Let $U:\mathbb R^d \to \mathbb R$ be a continuously differentiable function such that $Z_U:= \int_{\mathbb R^d}e^{-U(x)}dx < \infty$ and consider the Gibbs distribution $\pi(dx) := Z_U^{-1}e^{-U(x)}dx$. Consider the diffusion equation generated by the gradient of $U$, namely $$ dX(t) = -\nabla U(X(t))dt + \sqrt{2}dB_t^d, $$
where $B_t^d$ is Brownian motion on $\mathbb R^d$. It can be shown that if
A1. $U$ is strongly-convex,
A2. $U$ is $L$-smooth, that is $\|\nabla U(x)-\nabla U(y)\| \le L\|x-y\|$ for all $x,y \in \mathbb R^d$,
then $\pi$ is the unique unique stationary distribution of the above diffusion, i.e the unique invariant distribution of the Markov semigroup $(P_t)_{t \in \mathbb R}$ which acts on bounded measurable functions $f: \mathbb R^d \to \mathbb R$ by $P_tf := \mathbb E[f(X(t)) \mid X(0) = x]$.

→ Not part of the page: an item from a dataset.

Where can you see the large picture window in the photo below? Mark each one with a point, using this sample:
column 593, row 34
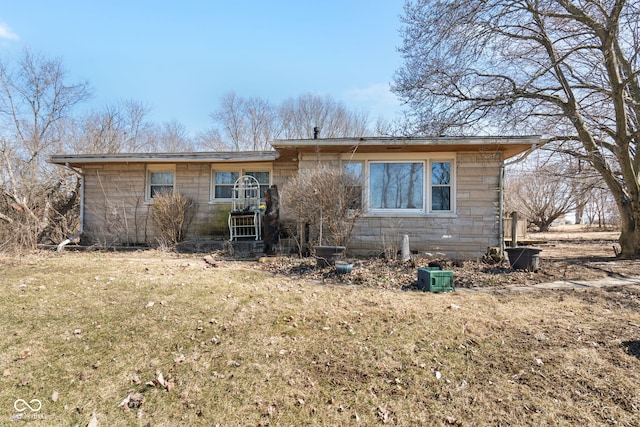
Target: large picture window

Question. What can be said if the strong-convexity assumption A1 is removed ?
Convexity of $U$ is irrelevant for convergence to the stationary measure. All that is needed is coercivity: you need to make sure $|U(x)| \rightarrow \infty$ fast enough as $|x| \rightarrow \infty$.

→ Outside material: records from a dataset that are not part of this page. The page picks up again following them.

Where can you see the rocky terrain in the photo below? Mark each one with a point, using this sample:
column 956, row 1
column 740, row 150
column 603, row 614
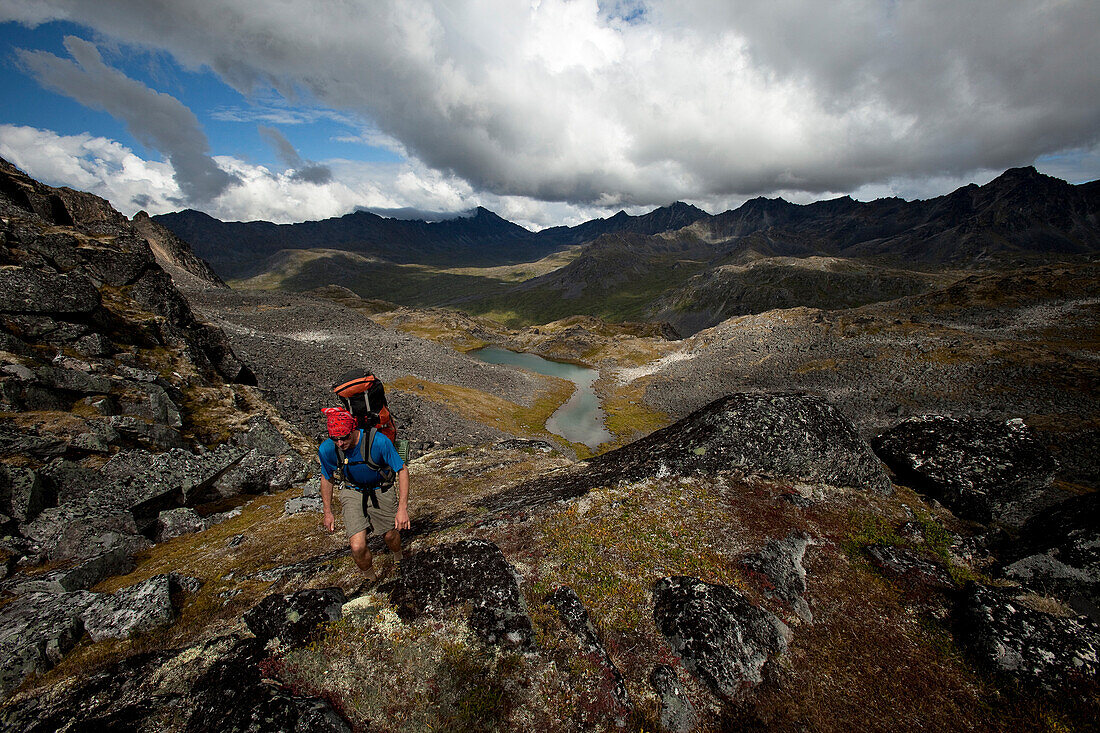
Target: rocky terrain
column 675, row 264
column 881, row 517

You have a Markov process that is irreducible in a suitable sense, and you can guess the invariant measure by checking that the density $p(x) = C\exp(-U(x))$ satisfies the invariance equation, $$\mathcal{L}^* p = \frac{\partial}{\partial x}\left(\frac{\partial U}{\partial x}p(x)\right) + \frac{\partial^2}{\partial x^2} p(x) = 0,$$ where $\mathcal{L}^*$ is the adjoint of the infinitesimal generator of your process. By standard Markov process theory, the process $X_t$ converges in distribution to your $\pi(dx)$.
For a proof in precisely this setup, see Theorem 2.1 of http://www2.stat.duke.edu/~scs/Courses/Stat376/Papers/ConvergeRates/GeneralState/RobertsTweedie1996.pdf .